×
image

Perang Dagang AS-Tiongkok Memanas: Siapa yang Akan Menyerah Lebih Dulu?

  • image
  • By Cecep Mahmud

  • 17 Apr 2025

Perang dagang AS - Tiongkok semakin memanas, siapa yang akan menyerah duluan? (kolase foto X)

Perang dagang AS - Tiongkok semakin memanas, siapa yang akan menyerah duluan? (kolase foto X)


LBJ - Perang dagang antara Amerika Serikat di bawah kepemimpinan Presiden Donald Trump dan Tiongkok yang dipimpin oleh Presiden Xi Jinping terus memanas. Pertanyaan krusial yang muncul adalah pihak mana yang akan lebih dulu menyerah dalam konfrontasi ekonomi yang mengguncang pasar global ini.

Trump telah memberlakukan tarif signifikan sebesar 145 persen terhadap produk-produk Tiongkok. Beijing tidak tinggal diam dan membalas dengan tarif sebesar 25 persen untuk barang-barang impor dari AS (Nadjibulla, 2025).
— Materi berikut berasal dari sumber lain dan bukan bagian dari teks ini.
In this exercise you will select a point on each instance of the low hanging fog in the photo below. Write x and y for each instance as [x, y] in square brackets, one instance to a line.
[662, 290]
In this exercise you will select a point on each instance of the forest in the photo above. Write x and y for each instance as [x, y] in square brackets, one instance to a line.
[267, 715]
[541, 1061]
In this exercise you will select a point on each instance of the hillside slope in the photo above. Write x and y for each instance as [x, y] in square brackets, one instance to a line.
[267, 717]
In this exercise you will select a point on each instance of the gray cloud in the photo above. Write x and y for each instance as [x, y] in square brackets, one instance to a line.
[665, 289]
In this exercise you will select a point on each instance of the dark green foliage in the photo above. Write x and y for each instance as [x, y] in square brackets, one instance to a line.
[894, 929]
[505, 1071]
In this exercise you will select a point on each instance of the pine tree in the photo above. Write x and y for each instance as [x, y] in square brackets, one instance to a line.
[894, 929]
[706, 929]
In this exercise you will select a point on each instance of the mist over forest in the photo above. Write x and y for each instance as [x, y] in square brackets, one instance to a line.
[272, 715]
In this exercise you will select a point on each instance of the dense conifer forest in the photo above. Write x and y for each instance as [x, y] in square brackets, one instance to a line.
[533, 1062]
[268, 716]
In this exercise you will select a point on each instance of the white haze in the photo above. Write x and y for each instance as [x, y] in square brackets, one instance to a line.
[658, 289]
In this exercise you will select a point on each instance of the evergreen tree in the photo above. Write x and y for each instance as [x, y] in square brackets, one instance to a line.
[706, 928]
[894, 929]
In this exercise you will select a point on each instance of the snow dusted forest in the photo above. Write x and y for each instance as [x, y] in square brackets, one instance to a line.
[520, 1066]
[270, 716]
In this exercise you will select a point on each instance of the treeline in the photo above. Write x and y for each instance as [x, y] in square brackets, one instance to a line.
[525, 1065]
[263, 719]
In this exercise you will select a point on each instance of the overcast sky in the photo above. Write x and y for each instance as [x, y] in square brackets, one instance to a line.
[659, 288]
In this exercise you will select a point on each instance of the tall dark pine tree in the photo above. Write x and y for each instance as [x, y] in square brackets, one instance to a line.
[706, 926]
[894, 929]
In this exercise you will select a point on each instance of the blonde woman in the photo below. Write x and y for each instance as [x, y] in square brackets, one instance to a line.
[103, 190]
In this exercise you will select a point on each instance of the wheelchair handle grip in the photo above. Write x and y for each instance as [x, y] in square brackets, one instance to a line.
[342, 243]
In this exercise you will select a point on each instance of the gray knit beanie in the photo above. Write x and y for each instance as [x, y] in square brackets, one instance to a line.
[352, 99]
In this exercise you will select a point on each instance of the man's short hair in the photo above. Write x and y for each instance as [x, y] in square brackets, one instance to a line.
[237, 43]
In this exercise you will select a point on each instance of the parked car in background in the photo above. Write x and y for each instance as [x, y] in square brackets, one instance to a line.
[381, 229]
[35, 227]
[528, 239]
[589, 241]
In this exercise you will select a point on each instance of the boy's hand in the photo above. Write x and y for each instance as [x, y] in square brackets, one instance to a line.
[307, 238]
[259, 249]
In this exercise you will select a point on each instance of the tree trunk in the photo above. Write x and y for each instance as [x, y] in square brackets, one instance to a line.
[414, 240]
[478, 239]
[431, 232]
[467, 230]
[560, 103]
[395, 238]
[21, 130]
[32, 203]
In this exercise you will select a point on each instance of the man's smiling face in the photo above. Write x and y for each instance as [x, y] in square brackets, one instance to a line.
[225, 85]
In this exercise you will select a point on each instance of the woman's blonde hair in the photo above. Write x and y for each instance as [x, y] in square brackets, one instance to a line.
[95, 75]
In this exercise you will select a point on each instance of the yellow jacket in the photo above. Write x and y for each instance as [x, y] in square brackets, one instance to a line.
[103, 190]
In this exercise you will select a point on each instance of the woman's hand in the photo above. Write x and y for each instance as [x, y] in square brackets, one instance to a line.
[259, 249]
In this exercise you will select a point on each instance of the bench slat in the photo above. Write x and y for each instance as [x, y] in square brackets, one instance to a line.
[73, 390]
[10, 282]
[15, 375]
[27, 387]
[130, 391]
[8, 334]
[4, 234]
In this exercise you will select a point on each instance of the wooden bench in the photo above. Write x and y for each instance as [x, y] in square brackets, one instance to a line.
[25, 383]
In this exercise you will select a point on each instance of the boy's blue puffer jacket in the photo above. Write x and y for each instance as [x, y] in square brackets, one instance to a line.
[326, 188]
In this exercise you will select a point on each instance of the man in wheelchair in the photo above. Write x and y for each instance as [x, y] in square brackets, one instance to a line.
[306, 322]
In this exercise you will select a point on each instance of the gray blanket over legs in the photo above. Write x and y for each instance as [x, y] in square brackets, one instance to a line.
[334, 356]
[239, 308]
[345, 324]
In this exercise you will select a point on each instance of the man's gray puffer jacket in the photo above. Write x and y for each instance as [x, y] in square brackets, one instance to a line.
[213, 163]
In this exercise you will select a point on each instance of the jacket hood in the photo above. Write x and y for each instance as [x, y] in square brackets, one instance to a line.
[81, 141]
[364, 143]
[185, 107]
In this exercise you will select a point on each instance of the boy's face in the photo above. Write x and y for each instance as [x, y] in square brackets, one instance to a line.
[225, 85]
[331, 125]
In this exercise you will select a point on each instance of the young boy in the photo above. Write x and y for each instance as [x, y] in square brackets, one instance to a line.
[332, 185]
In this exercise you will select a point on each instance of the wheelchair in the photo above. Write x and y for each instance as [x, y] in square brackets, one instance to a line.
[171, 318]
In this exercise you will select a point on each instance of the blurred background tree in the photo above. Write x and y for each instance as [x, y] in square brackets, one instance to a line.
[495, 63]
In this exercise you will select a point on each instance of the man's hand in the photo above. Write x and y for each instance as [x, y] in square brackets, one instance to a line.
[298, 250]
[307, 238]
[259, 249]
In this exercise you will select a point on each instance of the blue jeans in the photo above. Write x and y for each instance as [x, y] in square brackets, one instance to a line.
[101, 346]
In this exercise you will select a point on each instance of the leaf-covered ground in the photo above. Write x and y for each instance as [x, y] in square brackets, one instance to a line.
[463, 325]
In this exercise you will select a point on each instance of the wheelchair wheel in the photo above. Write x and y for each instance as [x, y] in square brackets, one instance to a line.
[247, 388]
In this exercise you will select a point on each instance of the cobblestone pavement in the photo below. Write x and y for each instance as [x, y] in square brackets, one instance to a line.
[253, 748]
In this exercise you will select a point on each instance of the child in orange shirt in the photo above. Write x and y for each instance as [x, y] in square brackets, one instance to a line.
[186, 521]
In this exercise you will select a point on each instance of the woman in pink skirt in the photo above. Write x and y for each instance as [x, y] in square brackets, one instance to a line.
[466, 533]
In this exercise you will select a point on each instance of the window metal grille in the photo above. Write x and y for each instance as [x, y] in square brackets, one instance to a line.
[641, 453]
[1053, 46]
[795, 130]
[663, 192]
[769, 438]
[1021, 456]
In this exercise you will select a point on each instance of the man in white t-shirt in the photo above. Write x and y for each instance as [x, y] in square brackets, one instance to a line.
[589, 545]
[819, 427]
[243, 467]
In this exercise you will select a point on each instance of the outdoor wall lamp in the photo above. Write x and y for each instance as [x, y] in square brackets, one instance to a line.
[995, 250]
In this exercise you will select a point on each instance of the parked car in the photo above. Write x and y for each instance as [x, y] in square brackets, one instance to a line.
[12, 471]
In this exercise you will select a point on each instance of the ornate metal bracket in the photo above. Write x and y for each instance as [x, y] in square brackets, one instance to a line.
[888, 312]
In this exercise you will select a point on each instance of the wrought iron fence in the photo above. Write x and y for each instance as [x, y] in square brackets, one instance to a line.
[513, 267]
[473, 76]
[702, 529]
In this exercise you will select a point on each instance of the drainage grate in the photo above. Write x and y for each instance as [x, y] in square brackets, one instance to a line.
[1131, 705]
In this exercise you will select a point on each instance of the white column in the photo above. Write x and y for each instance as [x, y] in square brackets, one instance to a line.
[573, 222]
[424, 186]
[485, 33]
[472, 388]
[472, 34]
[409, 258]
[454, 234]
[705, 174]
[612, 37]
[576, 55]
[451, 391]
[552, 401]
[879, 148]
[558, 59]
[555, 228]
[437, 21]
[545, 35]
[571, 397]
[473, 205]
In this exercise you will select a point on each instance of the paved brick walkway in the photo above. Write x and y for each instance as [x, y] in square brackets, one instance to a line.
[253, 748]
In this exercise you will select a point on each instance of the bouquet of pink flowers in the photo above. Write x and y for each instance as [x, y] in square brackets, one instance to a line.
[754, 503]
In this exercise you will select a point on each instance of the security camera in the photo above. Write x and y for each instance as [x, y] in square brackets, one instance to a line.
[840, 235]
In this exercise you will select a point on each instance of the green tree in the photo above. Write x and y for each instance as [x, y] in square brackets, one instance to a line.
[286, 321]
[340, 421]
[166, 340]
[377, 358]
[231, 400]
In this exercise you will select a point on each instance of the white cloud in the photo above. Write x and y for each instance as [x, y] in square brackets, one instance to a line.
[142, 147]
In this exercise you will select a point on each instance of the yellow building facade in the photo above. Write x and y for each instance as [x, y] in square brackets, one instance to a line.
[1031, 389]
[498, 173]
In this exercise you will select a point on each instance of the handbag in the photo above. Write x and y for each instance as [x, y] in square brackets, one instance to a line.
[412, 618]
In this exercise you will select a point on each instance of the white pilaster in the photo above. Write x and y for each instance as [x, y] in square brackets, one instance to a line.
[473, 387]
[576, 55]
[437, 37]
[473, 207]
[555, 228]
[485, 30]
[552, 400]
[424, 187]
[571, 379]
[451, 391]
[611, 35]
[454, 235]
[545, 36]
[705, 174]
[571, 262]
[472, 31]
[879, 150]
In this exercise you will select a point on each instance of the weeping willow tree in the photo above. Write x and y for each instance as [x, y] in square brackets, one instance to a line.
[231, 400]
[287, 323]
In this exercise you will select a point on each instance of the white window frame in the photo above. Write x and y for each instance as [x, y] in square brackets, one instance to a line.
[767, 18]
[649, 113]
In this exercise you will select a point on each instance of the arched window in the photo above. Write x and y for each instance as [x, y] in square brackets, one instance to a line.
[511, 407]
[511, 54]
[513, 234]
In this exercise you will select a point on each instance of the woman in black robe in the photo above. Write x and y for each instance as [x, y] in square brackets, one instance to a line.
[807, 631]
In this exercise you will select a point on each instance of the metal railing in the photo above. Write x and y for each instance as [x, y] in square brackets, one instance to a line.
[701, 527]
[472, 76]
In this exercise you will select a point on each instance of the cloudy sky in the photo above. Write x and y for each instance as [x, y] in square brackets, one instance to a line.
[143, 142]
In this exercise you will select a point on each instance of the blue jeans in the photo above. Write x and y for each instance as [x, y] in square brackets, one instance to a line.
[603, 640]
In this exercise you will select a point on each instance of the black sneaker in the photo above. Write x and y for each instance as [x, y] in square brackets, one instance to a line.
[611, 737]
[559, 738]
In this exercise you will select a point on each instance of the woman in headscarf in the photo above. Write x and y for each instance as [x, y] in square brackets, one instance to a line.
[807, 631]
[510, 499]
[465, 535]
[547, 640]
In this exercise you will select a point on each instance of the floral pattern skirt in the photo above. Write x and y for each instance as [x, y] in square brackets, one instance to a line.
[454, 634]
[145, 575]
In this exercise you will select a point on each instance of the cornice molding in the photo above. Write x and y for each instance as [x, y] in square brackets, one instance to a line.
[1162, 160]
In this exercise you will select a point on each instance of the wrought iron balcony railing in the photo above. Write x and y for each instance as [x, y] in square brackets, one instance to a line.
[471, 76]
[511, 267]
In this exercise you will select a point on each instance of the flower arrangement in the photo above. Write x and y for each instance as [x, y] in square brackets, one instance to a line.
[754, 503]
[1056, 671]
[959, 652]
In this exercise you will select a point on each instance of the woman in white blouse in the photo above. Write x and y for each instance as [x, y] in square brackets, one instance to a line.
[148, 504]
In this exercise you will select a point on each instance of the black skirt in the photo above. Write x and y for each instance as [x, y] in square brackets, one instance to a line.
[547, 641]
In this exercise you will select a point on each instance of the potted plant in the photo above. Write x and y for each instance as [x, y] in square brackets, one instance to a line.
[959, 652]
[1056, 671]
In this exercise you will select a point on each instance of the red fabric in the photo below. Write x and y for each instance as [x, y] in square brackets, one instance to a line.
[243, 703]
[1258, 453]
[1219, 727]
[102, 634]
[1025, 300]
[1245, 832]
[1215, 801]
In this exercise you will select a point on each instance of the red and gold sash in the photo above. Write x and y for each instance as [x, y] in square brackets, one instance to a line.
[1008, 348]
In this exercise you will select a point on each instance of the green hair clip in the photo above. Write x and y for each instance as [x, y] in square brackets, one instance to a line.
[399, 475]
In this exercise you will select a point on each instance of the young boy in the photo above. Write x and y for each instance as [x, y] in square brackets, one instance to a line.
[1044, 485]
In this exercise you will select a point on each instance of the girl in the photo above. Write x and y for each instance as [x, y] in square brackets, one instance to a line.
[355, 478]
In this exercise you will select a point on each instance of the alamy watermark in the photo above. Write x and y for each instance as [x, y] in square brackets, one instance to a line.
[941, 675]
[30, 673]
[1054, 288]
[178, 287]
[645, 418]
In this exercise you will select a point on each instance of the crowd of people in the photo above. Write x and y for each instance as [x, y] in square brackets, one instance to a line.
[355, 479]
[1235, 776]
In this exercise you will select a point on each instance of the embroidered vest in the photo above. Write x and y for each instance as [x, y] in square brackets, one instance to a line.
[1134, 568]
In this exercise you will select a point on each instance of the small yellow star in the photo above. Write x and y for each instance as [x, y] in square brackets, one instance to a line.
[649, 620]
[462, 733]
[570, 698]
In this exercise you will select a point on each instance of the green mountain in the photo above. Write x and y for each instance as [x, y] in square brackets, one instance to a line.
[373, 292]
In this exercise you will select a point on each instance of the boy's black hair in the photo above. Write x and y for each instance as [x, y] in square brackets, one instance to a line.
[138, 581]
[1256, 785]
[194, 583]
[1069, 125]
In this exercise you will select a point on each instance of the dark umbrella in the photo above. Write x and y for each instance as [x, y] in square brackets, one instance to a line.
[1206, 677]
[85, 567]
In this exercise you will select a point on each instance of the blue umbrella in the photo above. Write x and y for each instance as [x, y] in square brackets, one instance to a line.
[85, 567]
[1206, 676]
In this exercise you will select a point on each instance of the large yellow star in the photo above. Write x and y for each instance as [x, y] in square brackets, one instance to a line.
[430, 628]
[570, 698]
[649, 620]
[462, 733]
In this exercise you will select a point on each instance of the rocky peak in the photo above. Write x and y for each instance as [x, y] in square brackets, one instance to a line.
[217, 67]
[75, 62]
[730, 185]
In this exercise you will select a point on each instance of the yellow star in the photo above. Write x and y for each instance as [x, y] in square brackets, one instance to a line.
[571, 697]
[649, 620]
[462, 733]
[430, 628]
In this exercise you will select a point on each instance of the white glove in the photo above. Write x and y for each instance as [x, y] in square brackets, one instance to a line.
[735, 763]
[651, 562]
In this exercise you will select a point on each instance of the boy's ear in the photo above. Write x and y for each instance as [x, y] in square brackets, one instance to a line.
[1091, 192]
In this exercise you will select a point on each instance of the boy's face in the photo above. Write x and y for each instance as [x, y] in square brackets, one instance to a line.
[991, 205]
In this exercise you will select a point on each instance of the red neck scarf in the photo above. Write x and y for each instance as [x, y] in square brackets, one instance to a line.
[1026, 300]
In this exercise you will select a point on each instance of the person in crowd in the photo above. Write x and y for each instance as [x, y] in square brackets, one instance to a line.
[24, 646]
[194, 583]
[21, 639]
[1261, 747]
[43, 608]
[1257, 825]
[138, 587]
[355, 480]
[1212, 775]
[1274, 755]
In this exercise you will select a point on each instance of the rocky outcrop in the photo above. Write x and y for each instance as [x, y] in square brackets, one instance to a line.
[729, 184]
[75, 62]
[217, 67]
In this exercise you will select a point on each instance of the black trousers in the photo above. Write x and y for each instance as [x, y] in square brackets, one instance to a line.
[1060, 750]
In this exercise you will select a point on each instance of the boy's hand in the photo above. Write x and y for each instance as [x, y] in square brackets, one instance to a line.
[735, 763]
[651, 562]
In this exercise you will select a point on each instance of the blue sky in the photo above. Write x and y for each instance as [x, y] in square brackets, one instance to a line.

Eskalasi terbaru terjadi pada hari Selasa. Trump memerintahkan peninjauan keamanan nasional terhadap impor mineral penting, yang sebagian besar pasokannya berasal dari Tiongkok (Berita Selasa, 2025).

Sebelumnya, laporan dari Bloomberg News menyebutkan Tiongkok telah menginstruksikan maskapai penerbangannya untuk menolak pengiriman jet Boeing. Pembelian peralatan dan suku cadang pesawat dari perusahaan AS juga dihentikan. Selain itu, layanan pos Hong Kong mengumumkan penghentian penanganan surat yang ditujukan ke AS (Bloomberg News, 2025).

Vina Nadjibulla dari Asia Pacific Foundation of Canada menilai tarif tinggi akan sangat merugikan kedua negara.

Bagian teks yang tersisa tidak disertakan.